So Arj Barker of the great HBO show Flight of the Conchords (well, Season one was great at least) made this send-up of meditation students and people who practice yoga for all the wrong reasons.  (UPDATE: The Video is now down from Vimeo, and Youtube. If you can find it, please post in the comments section. Wonder why it’s down – it was just going viral. Complaints from the pious?) I had been emailed this clip  no less than a dozen times over the weekend. It’s funny, but it’s not the kind of humor that requires much mentally, and is super easy to achieve (yes I do think I could’ve written it better), and ultimately I think it plays into a dark and inaccurate view of mind/body practitioners. IMHO,  spiritual materialism is way way way over-emphasized. Or at least, misunderstood. First, check the video:

Sickest Buddhist from GenerateLA

When the great Buddhist master Chogyam Trungpa Rinpoche wrote Cutting Through Spiritual Materialism, he didn’t write it to make people talk sh-t about practitioners or teachers whose motivations we question as overly self-involved or rife with profit-motive. It was meant to be instructions on how to self-reflect on the dangers of the “ego” (a badly translated word, but no time here) in ourselves, on both superficial and subtle levels of life as a Buddhist practitioner. It was never meant to be a manual for going around pointing fingers at others and tearing people down.

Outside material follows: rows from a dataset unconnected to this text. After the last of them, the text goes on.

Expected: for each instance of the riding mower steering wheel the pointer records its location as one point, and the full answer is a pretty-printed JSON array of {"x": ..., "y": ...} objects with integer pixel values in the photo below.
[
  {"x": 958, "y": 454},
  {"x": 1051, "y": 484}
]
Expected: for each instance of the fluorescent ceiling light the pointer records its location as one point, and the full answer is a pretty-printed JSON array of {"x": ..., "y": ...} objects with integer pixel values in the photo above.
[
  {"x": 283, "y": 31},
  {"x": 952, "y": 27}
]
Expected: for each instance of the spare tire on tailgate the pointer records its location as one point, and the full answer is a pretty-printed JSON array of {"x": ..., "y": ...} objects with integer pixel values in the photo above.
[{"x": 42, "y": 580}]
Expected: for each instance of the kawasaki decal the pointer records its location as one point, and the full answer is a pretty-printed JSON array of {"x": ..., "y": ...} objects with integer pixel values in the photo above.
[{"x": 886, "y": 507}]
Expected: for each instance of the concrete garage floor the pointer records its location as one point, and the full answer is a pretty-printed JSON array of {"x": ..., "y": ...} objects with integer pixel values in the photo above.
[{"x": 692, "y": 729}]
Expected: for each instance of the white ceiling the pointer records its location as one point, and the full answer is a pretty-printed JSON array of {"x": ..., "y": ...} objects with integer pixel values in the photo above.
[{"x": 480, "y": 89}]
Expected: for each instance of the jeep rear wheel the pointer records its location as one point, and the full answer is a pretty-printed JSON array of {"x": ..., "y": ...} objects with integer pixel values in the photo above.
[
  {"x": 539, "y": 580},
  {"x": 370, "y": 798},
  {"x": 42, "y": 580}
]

Every time I hear a Buddhist friend calling some teacher a Charlatan or a poser  (As my friend Brad Warner sometimes likes to do on his blog) or a Yoga friend talking about how yoga has lost its purity now that Lululemon covers every single tush in every yoga studio (I love those…pants), I want to tell them to stop. Please just stop. Stop right now. I want to say “Hey guys, did you read the paper today, the part where Goldman Sachs and Exxon screwed the entire planet 100 million times as badly as any confused Buddhist or yogi ever has? Did you hear the lyrics of the latest corporate rap song that reduces humanity to its most superficially glittering impulses for millions of young people to consume without a thought? Did you see how Republicans stonewalled on healthcare reform again? Then please stop talking about Buddhists and Yogis.”

As Daniel Ingram points out, until we are enlightened, a personal mixture of awakened compassion and selfish confusion forms the basis for everything we do. The contemplative path is about working directly with this mixture, not rejecting it in self or others. The path is to notice our selfish confusion and slowly massage it away through repeated attention. At the same time, the path is to notice our already-present positive intentions and habits, and slowly cultivate and amplify these until they infuse everything we do. Spiritual materialism is not something to reject. Noticing spiritual materialism is the path.

And by the way, if anyone has tips on how to become an uber-wealthy, blinged-out, harem-having Guru – as so many poorly worded rants seem to point out that there are so many of these – I’d love to hear your advice. Myself and every other teacher I know (in every form of teaching) struggles mightily with scratching out a livelihood. So please, teach me how to be the kind of teacher who can afford diamond-studded incense. I’m sick of buying everything at thrift stores.